Experts at the NOAA Research National Severe Storms Laboratory (NSSL) advance the nation's observational severe weather capability, work to explain the observations with sound scientific theoretical and mathematical principles, and simulate the observed severe weather using numerical models initialized with high-resolution data. NSSL is striving to solve the tornado dynamics problem (how tornadoes form and dissipate) using models (both theoretical and numerical) initialized using data from mobile radar, mobile observation stations, polarized radar, and phased array radar. NSSL leads and participates in focused field programs with national participation from universities, other government organizations and the National Center for Atmospheric Research to address these types of issues that have direct impact upon NOAA’s National Weather Service’s ability to provide severe weather forecasting and warning services to the public. NSSL is also developing radar-centric, hydrometerological approaches to improve quantitative precipitation estimation in collaboration with the National Weather Service's Radar Operations Center in support of flash flood forecasts and warnings and hydrometeorological services.
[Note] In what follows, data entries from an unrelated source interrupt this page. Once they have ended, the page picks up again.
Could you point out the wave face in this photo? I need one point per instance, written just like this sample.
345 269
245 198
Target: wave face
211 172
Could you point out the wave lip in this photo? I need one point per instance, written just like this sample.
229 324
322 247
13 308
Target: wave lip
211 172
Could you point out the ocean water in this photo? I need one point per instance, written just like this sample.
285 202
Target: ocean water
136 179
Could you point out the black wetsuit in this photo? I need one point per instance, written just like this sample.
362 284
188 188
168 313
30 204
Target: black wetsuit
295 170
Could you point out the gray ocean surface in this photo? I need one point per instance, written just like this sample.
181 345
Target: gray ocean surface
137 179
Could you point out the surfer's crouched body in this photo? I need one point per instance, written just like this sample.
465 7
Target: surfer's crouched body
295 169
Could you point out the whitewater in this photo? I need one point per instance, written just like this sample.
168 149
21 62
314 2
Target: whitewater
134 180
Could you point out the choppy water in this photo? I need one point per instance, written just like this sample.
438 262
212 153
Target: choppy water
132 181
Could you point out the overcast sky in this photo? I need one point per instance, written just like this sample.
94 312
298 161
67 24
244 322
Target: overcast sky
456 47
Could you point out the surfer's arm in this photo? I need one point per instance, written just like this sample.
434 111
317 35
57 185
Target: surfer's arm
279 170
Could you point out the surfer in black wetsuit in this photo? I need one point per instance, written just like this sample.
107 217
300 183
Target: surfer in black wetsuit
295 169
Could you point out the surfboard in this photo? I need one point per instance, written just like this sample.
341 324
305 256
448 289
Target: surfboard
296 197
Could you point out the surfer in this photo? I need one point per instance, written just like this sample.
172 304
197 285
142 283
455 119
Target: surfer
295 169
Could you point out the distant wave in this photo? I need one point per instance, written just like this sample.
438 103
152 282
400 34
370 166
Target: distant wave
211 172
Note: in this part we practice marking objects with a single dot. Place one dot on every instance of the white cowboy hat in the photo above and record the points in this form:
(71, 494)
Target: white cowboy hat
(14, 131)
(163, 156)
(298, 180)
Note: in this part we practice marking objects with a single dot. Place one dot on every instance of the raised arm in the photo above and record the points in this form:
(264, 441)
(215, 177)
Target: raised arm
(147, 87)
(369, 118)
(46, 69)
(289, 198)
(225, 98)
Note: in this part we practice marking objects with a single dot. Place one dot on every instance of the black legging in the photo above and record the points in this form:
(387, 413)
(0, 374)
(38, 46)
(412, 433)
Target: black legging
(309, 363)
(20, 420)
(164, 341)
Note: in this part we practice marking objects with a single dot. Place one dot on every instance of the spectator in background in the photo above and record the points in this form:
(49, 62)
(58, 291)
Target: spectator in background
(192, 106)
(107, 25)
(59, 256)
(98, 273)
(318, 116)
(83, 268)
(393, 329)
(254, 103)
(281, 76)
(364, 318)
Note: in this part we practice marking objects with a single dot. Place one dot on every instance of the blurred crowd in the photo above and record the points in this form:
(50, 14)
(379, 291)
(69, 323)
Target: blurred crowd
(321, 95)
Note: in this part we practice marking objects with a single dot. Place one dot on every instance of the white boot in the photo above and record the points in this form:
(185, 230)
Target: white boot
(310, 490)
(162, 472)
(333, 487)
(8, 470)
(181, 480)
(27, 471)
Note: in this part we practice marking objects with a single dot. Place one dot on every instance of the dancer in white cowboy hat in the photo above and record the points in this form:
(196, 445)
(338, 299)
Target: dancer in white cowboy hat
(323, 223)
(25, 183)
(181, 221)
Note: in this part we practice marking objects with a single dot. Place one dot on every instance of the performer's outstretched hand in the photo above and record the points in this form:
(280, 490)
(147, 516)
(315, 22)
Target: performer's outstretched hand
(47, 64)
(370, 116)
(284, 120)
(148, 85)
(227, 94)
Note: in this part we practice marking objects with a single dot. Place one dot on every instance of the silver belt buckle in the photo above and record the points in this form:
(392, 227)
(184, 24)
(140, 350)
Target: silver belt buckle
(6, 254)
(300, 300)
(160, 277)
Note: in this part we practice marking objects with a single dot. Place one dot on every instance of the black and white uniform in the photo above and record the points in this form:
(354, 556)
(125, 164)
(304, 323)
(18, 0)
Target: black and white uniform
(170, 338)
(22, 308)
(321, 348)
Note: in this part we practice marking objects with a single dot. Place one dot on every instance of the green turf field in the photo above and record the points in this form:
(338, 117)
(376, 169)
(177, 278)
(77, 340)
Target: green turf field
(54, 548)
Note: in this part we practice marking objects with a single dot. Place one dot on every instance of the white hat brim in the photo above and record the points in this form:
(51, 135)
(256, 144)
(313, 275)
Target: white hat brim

General website: www.nssl.noaa.gov


National Severe Storms Laboratory
Phased Array Radar

OK-4 (Norman)

Phased array radar technology may help forecasters of the future provide earlier warnings for tornadoes and other types of severe and hazardous weather. Researchers at the National Severe Storms Laboratory (NSSL) are working with federal, private, state and academic partners to adapt the SPY-1 radar technology for use in weather detection. The SPY-1 radar technology was developed by Lockheed Martin to support tactical operations aboard Navy ships. The project - from research and development to technology transfer and deployment throughout the U.S. - is expected to take 10 to 15 years.